The other change that Bhawani seeks to bring, at a policy level, is to amend the Transgender Persons (Protection of Rights) Bill, 2018, which was passed by the Lok Sabha in December last year. One of the many criticisms of the bill is directed towards a clause which entails jail time of up to two years for anyone who “compels or entices a transgender person” to beg. Bhawani wants this revoked and said, “When transgender people are not given jobs, how can you arrest them for begging?” She also wants to change the disparity in law and punishment for sexual crimes against the transgender community. Apart from these, separate prison wards and separate hospital wards for trans people, are also on Bhawani’s agenda.
Bhawani’s focus on the community, despite its miniscule voter base, comes from the fact that despite legal rights, the transgender community is still far away from egalitarian treatment. “A woman like you”—she said, referring to cisgender women—“may think you are being discriminated against. You can just empathise with a trans woman, never actually experience the humiliation we suffer every single day.” She said that the reality of trans women is different from cisgender women. “I keep telling her [Praachal] not to ever think of herself as a cisgender woman. Even when she is educated as a mechanical engineer, she will never find a stable job.” Bhawani was of the view that it is imperative for young trans women to “always keep one foot in the traditions of the Kinnar society. Eventually, that will never let them starve.”
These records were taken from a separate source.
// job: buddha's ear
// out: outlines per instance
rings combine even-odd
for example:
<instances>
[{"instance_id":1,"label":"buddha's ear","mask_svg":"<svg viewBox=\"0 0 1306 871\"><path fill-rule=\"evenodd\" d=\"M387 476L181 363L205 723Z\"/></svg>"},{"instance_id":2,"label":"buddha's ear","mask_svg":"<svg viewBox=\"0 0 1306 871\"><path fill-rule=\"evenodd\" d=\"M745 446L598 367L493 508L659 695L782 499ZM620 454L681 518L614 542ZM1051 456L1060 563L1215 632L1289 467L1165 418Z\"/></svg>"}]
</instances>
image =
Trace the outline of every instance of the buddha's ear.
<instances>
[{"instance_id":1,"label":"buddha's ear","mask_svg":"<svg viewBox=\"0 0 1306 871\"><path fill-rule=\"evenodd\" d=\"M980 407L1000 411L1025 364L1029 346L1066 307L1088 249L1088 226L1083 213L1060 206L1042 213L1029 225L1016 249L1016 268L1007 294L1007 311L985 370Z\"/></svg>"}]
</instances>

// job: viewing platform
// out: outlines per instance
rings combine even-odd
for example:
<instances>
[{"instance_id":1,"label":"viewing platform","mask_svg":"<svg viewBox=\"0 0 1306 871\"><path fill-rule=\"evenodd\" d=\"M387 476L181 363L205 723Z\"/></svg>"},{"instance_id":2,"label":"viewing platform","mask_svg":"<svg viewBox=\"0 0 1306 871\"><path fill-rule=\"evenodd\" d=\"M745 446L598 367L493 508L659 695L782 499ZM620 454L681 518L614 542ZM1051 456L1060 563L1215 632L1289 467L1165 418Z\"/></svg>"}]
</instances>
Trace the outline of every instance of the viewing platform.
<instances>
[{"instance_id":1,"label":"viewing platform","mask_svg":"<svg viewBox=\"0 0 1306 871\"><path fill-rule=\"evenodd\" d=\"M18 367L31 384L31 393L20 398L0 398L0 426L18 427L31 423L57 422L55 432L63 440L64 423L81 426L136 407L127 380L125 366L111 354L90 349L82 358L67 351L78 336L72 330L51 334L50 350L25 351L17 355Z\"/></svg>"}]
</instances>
Many in the trans community, in turn, support her candidature, despite the shift to the religious fold. Sanghamitra, the NAPM activist, told me that “the fact that Bhawani has to still struggle for her political campaign reflects that she does not have any clout in spite of acquiring a religious head's position” and the AAP ticket. “The marginalisation is so intense.” Bittu, the professor, on the other hand, said, “I do not believe in electoral processes but I welcome all trans people in electoral politics to take up leadership positions that are removed from Hindutva politics.”
An unfazed Bhawani declared that she does not believe in such complex articulations. “Women have been waiting for 70 years for reservation,” she said. “We managed to claim our legal rights only in seven. Tell you what—members of our community learn very early on to seize the opportunity to survive. We are better off with that strategy.”